The Patient's gaze drifted back to that invisible focal point beyond the wall. "Into the weave," they said, voice fading to near inaudibility. "Where all threads eventually return."
The session timer chimed, its cheerful electronic tone obscenely incongruous. Livia rose mechanically, years of professional routine carrying her body through motions her mind barely registered. The Patient remained seated, once again a cipher, a human-shaped absence in institutional clothing.
Outside, in the sterile corridor, Livia leaned against the wall, heart hammering against her ribs with primitive insistence. The floor seemed to tilt beneath her sensible shoes, reality's solid ground suddenly unstable.
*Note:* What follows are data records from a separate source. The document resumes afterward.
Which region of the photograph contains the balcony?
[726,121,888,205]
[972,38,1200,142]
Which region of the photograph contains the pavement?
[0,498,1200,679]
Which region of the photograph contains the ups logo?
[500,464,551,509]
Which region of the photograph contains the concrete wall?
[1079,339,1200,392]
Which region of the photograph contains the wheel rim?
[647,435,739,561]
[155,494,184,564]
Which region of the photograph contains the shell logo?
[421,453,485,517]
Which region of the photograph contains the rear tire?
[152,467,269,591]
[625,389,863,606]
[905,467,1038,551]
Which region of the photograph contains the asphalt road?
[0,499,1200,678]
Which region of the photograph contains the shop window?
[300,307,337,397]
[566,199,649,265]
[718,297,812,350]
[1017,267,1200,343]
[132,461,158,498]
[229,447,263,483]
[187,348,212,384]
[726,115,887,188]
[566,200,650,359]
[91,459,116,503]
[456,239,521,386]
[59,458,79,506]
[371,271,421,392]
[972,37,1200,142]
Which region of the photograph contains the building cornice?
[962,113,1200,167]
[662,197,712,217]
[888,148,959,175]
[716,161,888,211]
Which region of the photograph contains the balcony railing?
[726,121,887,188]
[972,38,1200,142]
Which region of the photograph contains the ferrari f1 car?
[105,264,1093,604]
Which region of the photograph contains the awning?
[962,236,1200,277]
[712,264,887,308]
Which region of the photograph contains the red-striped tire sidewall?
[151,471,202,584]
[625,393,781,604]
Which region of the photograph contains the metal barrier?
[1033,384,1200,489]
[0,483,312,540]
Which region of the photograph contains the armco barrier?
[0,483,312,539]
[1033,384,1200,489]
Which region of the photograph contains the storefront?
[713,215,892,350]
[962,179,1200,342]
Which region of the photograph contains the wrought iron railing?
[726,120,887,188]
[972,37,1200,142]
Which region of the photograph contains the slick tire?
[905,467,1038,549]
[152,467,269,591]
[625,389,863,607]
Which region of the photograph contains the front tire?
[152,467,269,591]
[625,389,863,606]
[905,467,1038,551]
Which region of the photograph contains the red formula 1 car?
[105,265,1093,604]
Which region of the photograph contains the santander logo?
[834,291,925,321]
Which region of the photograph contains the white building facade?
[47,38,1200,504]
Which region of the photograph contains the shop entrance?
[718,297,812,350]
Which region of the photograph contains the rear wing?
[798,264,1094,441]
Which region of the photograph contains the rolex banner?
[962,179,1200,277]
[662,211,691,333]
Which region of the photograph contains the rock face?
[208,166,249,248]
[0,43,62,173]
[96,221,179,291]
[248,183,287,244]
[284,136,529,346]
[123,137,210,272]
She fumbled for her phone, pulled up Rafe's number.
Her fingers hovered over the screen as doubt crept in. What exactly would she say? That a patient with dissociative identity disorder had spoken of her brother in terms that echoed his own cryptic warnings? That coincidence had suddenly begun to feel like conspiracy?
Through the small observation window, she could see The Patient still sitting motionless, waiting for the attendant who would return them to their room. Their lips moved silently, forming the same word over and over like a prayer or a curse.
Loom.
Livia pressed Call, decision crystallizing into action. Whatever thread had just been pulled, she would follow it now, regardless of what unraveled in its wake.